April 14, 2020
Covid-19 and data
Now we are in the middle of a pandemic, the news is full of statistics about new cases, hospitalizations, recoveries, and – tragically – also number of deceased. This results in impressive comparisons, visualizations, and predictions.
Country comparisons
It is always good to keep in mind that, as is always the risk with data, the numbers can be misleading. Recently, people have been comparing the current Covid-19 statistics of the Netherlands with those of Italy, and concluded that the Dutch were heading in the same direction as hard-hit Italy. These conclusions were based on the left table in the image above, and there it truly looks like the Netherlands is just a few weeks behind Italy.
However, the left table is based on the progress on number of deaths. You can also compare the statistics of both countries based on the date of first registered death, as shown in the middle table. Then, the status of the Netherlands looks a lot more optimistic, as the number of deaths increases less than in Italy.
An even more optimistic comparison results from looking at the first 100 registered cases, as shown in the right table. But which of the comparisons is correct then?

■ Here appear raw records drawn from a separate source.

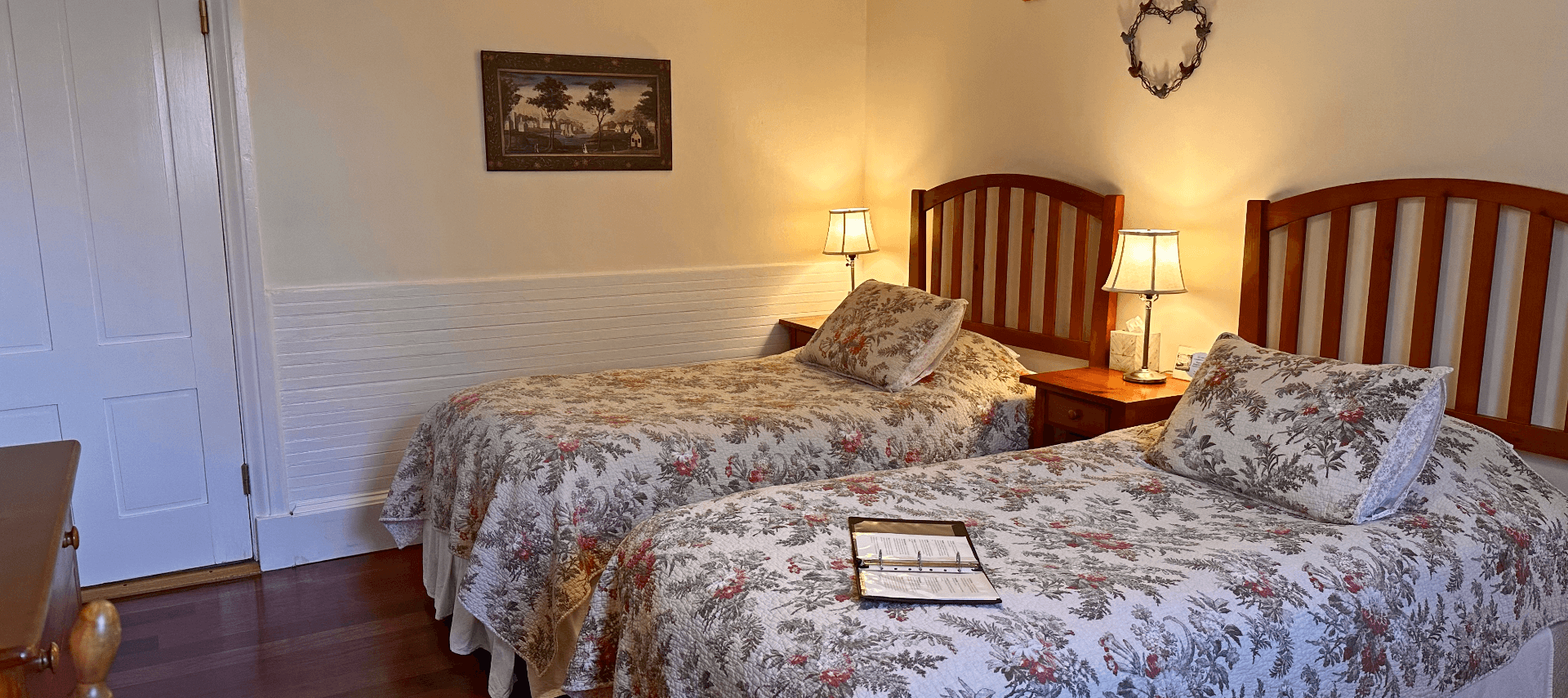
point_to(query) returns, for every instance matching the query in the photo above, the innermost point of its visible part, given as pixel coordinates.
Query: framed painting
(562, 112)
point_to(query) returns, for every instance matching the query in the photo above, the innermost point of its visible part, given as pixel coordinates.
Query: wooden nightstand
(802, 328)
(1078, 403)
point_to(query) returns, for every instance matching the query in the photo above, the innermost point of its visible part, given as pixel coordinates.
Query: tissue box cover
(1126, 350)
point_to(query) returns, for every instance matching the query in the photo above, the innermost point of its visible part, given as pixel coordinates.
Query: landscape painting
(562, 112)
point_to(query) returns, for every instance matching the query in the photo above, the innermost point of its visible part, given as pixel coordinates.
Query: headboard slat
(1026, 262)
(974, 270)
(1053, 267)
(1477, 303)
(935, 286)
(918, 236)
(1291, 303)
(1079, 270)
(1254, 325)
(1477, 374)
(956, 250)
(1532, 313)
(1379, 281)
(978, 256)
(1334, 281)
(1429, 270)
(1004, 220)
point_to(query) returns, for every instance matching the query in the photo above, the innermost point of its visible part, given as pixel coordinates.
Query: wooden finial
(95, 640)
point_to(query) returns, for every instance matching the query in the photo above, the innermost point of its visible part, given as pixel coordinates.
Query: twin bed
(599, 524)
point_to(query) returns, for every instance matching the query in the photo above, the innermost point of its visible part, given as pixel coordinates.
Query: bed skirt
(1539, 670)
(443, 575)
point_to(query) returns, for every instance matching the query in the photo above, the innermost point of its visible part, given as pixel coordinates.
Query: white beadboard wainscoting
(359, 364)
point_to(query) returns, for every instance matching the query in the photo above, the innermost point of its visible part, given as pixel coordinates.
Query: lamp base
(1143, 376)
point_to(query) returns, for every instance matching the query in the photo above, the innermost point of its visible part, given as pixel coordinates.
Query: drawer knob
(44, 659)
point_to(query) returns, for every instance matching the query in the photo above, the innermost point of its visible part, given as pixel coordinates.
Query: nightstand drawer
(1078, 416)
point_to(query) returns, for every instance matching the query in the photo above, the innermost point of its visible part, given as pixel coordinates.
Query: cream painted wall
(371, 162)
(1291, 98)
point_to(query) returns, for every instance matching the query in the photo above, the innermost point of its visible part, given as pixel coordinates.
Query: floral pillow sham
(884, 335)
(1339, 442)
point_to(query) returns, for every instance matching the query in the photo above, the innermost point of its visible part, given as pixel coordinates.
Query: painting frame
(550, 112)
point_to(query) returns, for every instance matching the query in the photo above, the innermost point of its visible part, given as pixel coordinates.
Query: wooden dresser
(802, 328)
(1080, 403)
(51, 645)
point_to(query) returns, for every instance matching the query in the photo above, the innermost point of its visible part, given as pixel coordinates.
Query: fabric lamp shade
(1147, 262)
(849, 233)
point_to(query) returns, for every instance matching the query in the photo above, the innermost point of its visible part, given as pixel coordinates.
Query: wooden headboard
(1000, 242)
(1440, 229)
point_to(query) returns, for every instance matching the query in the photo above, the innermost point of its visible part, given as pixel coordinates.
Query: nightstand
(802, 328)
(1079, 403)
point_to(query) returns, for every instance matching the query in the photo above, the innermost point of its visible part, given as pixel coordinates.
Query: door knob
(44, 659)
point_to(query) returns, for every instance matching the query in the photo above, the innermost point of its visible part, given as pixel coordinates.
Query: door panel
(29, 425)
(24, 318)
(129, 347)
(121, 102)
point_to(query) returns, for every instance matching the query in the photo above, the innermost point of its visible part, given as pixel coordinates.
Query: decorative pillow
(1334, 441)
(888, 336)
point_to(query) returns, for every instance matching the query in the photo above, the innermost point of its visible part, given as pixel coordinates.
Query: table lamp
(850, 234)
(1147, 264)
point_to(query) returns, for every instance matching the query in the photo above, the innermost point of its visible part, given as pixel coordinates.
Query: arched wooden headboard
(952, 221)
(1437, 233)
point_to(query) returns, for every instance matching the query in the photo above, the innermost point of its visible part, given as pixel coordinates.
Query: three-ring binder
(918, 576)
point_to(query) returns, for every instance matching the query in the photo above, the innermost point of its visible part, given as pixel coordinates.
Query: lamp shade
(849, 233)
(1147, 262)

Actually, non of these comparisons is correct, as there are too many differences between the countries. Take for example the way of registering the number of cases, the Netherlands is not testing as much as Italy. Or take the enforced policies, in Italy it is less common to discuss death with patients.
This shows that for comparisons like the context and other factors need to be taken into account as well, and that how similar the patterns may seem, they cannot always be easily compared.
Here is the original source from the AD (in Dutch).
Visualizations
Governments, institutions, and other parties more and more use visualizations and videos to explain and inform the crowd. An interesting video about the effect of social distancing can be found here. The video shows how connected the world is, and thus how easy the virus is spread along (in this case) America.
DIY analyses
Due to the pandemic, a lot of new data is generated. You can trust on the plots and the visualizations online, but you can also create them yourself. For everyone with interest in Tableau, here you can find everything you need to create your own analyses. You can also download this dataset and utilize it in every other visualization tool, like PowerBI or QlikView.